Read 11/22/63 if you want to read a King book. Under the Dome is alright but it completely falls apart at the end.
I just got done reading "The Miracle of St Anthony" , Adrian Wojwhateverthehellthisguyssnameis from Yahoo wrote it. It's a season spent with Bob Hurley and the St Anthony basketball team. I love books like this and being a guy with some Jersey City roots I was in it from the get go. About to start reading "The Card" it's about the most valuable baseball card in the world. Don't really know what to think going in but it seems interesting.
Didn't sift through the pages to see if these have been mentioned, but my recs are "The Devil in the White city" "Game of Thrones" About to start reading 'The Girl with the Dragon Tattoo' after seeing the movie.
"The Hunger Games" books (especially the first two) are very entertaining. Don't be turned off by the young-adult label. This is not "Twilight".
I thought it was pretty YA-ish, but I've only read the first book. Maybe not so much in some of the subject matter but the way the story played out and characterization was YA all the way. Seems like it has the potential to get really bad without the contest as the main story in the other 2 books.
Game Change Started reading it. Really interesting for political junkies. Want to finish it before the HBO film.
http://www.amazon.com/Among-Other-T...1307/ref=sr_1_5?ie=UTF8&qid=1325304350&sr=8-5 If you don't like it, you can write your own book.
Got a Kindle recently and I've just finished: - The Gunslinger, Drawing of the Three, Waste Lands - Enders Game - Neuromancer - A Game of Thrones Loved all of them. Not sure what to get onto next, could continue either the Tower or Song of Ice and Fire series but feel like escaping either setting for a book. Might read the Stand.

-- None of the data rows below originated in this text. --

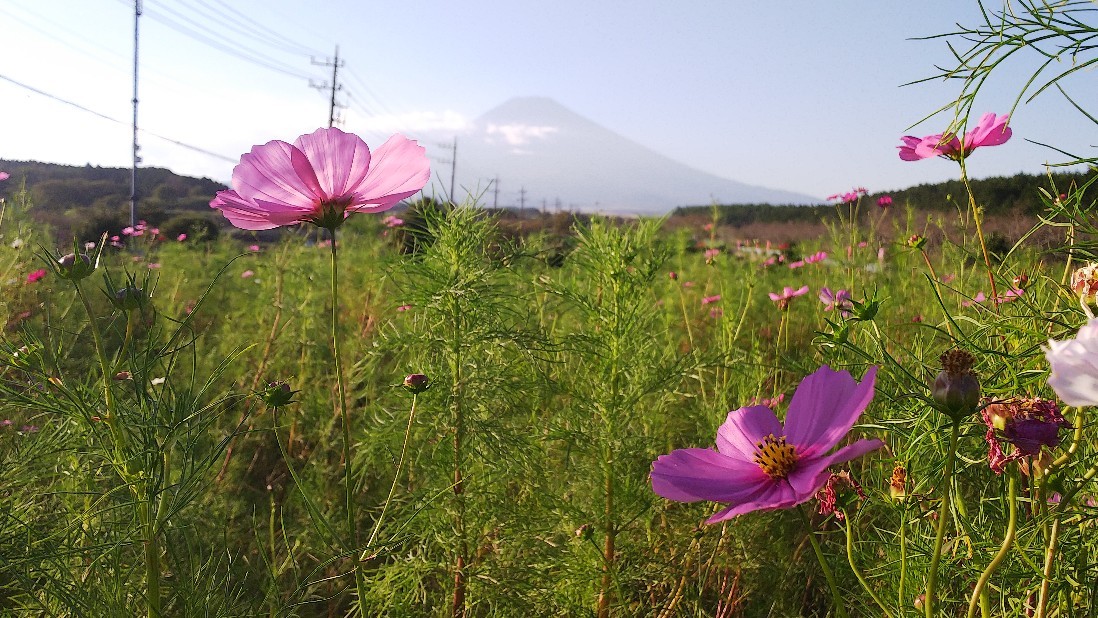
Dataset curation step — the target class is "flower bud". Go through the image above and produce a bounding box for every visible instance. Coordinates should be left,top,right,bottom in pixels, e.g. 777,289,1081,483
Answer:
259,381,295,407
1013,273,1029,290
932,349,981,421
57,253,95,281
889,464,907,501
668,271,678,281
111,287,146,311
907,234,928,250
402,373,430,394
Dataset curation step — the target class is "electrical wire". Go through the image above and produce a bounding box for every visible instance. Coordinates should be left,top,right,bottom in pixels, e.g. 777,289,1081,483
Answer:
0,73,238,164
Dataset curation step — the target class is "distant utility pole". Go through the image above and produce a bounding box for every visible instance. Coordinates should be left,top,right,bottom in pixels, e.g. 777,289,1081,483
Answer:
541,198,547,214
310,46,344,127
448,138,457,203
519,187,527,213
493,175,500,209
130,0,142,229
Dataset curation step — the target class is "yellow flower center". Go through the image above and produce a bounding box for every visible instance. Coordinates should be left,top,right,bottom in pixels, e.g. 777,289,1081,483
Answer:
753,434,799,480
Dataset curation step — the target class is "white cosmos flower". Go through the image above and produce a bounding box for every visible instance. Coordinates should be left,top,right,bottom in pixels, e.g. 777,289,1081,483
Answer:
1045,318,1098,406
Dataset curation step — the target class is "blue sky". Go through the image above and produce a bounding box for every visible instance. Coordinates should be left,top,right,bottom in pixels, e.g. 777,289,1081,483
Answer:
2,0,1096,201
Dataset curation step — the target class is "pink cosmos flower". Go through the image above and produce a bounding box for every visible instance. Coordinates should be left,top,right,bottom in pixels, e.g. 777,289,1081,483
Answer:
898,112,1011,161
804,251,828,264
701,294,721,305
961,291,988,307
877,195,893,208
651,365,882,522
147,263,161,269
787,260,805,269
1045,318,1098,406
396,304,412,312
248,244,260,252
768,285,809,310
382,215,405,228
211,127,431,230
177,233,187,242
819,287,852,315
704,248,720,264
0,171,9,182
241,270,255,279
26,269,47,284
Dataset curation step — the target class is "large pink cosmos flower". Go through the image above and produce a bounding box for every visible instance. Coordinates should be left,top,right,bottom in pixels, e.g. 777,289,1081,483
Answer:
898,113,1011,162
211,128,430,230
651,365,882,522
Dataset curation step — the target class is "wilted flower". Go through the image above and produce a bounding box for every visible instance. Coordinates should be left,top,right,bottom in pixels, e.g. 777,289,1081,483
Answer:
898,113,1012,161
1045,318,1098,406
1071,263,1098,305
932,349,981,421
889,464,907,500
815,470,867,521
982,397,1068,474
768,285,809,311
651,365,882,522
210,127,430,230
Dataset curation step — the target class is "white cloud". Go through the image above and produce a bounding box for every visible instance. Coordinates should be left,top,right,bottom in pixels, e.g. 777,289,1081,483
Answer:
486,123,559,146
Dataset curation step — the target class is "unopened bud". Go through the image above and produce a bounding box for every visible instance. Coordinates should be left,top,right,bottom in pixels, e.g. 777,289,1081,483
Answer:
668,271,678,281
932,349,981,421
402,373,430,394
57,253,95,281
112,287,147,311
907,234,928,250
1013,273,1029,290
259,381,295,407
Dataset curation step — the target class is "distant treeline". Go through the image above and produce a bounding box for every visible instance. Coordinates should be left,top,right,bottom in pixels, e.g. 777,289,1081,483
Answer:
674,170,1098,226
0,159,226,241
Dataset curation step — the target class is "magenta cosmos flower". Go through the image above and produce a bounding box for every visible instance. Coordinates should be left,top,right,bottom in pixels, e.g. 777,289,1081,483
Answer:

Well, it's been mentioned in this thread -- Blood Meridian, by Cormac McCarthy. I'm about to finish it, and all I can say is: Holy Shit
I don't know if this has been mentioned, but the Jack Reacher series by Lee Child is great. I also like the recurring character John Corey by Nelson Demille. Both guys above are ex military/ ex cop and are independent guys solving things by their own methods which can be frowned upon. Jack Reacher character is a floater who happens to find small towns with problems, John Corey has been called in by police or is looped in that way. Also just started reading the Mitch Rapp character by Vince Flynn. Deals with current day Washington DC and the CIA, very interesting.
Good picks. Only one I haven't read is Enders Game series although I've been meaning too. Never finished the Dark Tower series, read all but the last one and just can't get into it for some reason. I recently read The Maze Runner and Blood Red Road, they are similar to The Hunger Games books but a little less love story. Blood Red Road has a bit, I suppose. Only issue with Blood Red Road is that it is written from the viewpoint of the main character who has no education whatsoever...so it's written with terrible grammar and spelling to kind of get you "into the mindset" type thing but sometimes it's just a distraction. I'm picking up a few more books I've heard good things about: The Line by Hall and The Last Thing I Remember by Klavan.
I actually didn't like Blood Meridian that much. Something about McCarthy's writing style just annoys me (I didn't like The Road very much either.) I love Game Change. The Palin stuff (which is all that's covered in the HBO film) actually doesn't do much for me because it's so obviously sourced entirely by Steve Schmidt and Nicole Wallace (who are coincidentally the protagonists on the Republican side,) but Halperin/Heileman's take on Hillary and especially John Edwards is fascinating. Two other books that I recently finished and loved: Showdown, by David Corn: Conservatives won't like it and I'm not entirely convinced of all of its anecdotes, but it's a compelling page turner on Obama's first term. Bacardi and the Long Fight for Cuba, by Tom Gjelten: An awesome book that history junkies will love. It's basically the history of Cuba, as told through the story of the Bacardi family which has been intricately involved in almost every Cuban financial and political development over the past 200 years. Really well researched, well written, and smart.
Snow Crash by Neal Stephenson. It's one of the best cyber-punk novels of all time and probably his best work overall although he has others well worth the read. The Black Company by Glen Cook. The chronicles of the last Free Company of Khatovar, a mercenary army at the beck and call of whomever will pay the freight. It's a fantasy novel that will entertain you and inevitably lead you into the 9 other books in the series. The best review I saw of it compared it to the chronicles of Easy Company in the Vietnam War but set in a world dominated by sorcery and grand political intrigues.